Search code examples
sqlgoogle-bigqueryjinja2dbt

DBT - Use dynamic array for Pivot


I would like to use DBT to pivot a column in my BigQuery table.

Since I have more than 100 values, I want my pivoted column to be dynamic, I would like something like that:

select *
    from (  select ceiu.value, ceiu.user_id, ce.name as name
            from company_entity_item_user ceiu
            left join company_entity ce on ce.id = ceiu.company_entity_id)
    PIVOT(STRING_AGG(value) FOR name IN (select distinct name from company_entity))

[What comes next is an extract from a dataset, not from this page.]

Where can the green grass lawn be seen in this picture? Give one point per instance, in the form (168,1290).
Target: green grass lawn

The problem here is I can't use a SELECT statement inside IN. I know I can use Jinja templates with DBT, it could look like this:

...
    PIVOT(STRING_AGG(value) FOR name IN ('{{unique_company_entities}}'))
...

But I have no idea how to use a SELECT statement to create such variable. Also, since I am using BigQuery, I tried using DECLARE and SET but I don't know how to use them in DBT, if it is even possible.

Thank for your help


Solution

  • Elevating the comment by @aleix-cc to an answer, because that is the best way to do this in dbt.

    To get data from your database into the jinja context, you can use dbt's built-in run_query macro. Or if you don't mind using the dbt-utils package, you can use the get_column_values macro from that package, which will return a list of the distinct values in that column (it also guards the call to run_query with an {% if execute %} statement, which is critical to preventing dbt compilation errors).

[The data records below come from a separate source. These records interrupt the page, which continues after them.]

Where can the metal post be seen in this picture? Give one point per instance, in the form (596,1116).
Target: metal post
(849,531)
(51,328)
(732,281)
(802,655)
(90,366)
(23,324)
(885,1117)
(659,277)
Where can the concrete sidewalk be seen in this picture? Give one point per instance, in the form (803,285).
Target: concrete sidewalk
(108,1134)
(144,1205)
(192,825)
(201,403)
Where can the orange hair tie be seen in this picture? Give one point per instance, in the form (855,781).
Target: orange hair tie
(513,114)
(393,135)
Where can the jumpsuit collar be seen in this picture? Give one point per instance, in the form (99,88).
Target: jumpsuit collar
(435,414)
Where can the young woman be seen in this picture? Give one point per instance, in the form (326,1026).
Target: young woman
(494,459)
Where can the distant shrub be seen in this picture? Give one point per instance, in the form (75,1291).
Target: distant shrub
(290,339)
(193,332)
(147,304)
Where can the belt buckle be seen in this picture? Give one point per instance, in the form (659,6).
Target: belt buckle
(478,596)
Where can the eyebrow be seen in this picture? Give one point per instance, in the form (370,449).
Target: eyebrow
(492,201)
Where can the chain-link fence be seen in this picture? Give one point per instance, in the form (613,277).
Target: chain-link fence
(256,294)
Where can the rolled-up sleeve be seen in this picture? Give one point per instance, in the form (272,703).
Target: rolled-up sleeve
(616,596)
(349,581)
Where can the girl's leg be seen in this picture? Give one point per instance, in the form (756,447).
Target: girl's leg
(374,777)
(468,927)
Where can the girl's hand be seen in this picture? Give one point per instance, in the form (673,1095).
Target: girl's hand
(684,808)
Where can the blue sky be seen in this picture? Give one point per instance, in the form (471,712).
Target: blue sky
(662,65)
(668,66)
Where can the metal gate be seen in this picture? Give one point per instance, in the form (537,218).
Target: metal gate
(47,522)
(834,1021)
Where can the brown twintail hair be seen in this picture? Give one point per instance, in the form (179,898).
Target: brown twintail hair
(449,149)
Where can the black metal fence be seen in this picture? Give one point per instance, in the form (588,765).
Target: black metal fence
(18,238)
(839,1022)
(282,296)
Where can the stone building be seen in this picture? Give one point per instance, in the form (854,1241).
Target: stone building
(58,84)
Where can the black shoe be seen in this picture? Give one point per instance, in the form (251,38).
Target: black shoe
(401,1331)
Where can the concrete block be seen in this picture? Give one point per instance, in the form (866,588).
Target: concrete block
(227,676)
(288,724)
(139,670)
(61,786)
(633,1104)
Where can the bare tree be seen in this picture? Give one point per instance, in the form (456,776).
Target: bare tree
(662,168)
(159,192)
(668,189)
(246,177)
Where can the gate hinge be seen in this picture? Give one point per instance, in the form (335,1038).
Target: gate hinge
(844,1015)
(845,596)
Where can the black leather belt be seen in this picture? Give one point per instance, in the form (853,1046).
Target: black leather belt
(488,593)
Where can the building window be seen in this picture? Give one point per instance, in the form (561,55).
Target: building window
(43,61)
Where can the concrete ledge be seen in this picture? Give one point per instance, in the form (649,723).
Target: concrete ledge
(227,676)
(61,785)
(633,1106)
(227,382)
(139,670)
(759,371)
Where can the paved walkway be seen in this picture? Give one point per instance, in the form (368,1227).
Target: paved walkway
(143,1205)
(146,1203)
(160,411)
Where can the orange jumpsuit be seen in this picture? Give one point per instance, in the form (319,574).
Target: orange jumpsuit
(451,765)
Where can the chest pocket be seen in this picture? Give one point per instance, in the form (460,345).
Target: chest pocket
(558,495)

    Assuming company_entity is already a dbt model, your model becomes:

    {% set company_list = dbt_utils.get_column_values(table=ref('company_entity'), column='name') %}
    # company_list is a jinja list of strings. We need a comma-separated
    # list of single-quoted string literals
    {% set company_csv = "'" ~ company_list | join("', '") ~ "'" %}
    
    select *
        from (  select ceiu.value, ceiu.user_id, ce.name as name
                from company_entity_item_user ceiu
                left join company_entity ce on ce.id = ceiu.company_entity_id)
        PIVOT(STRING_AGG(value) FOR name IN ({{ company_csv }})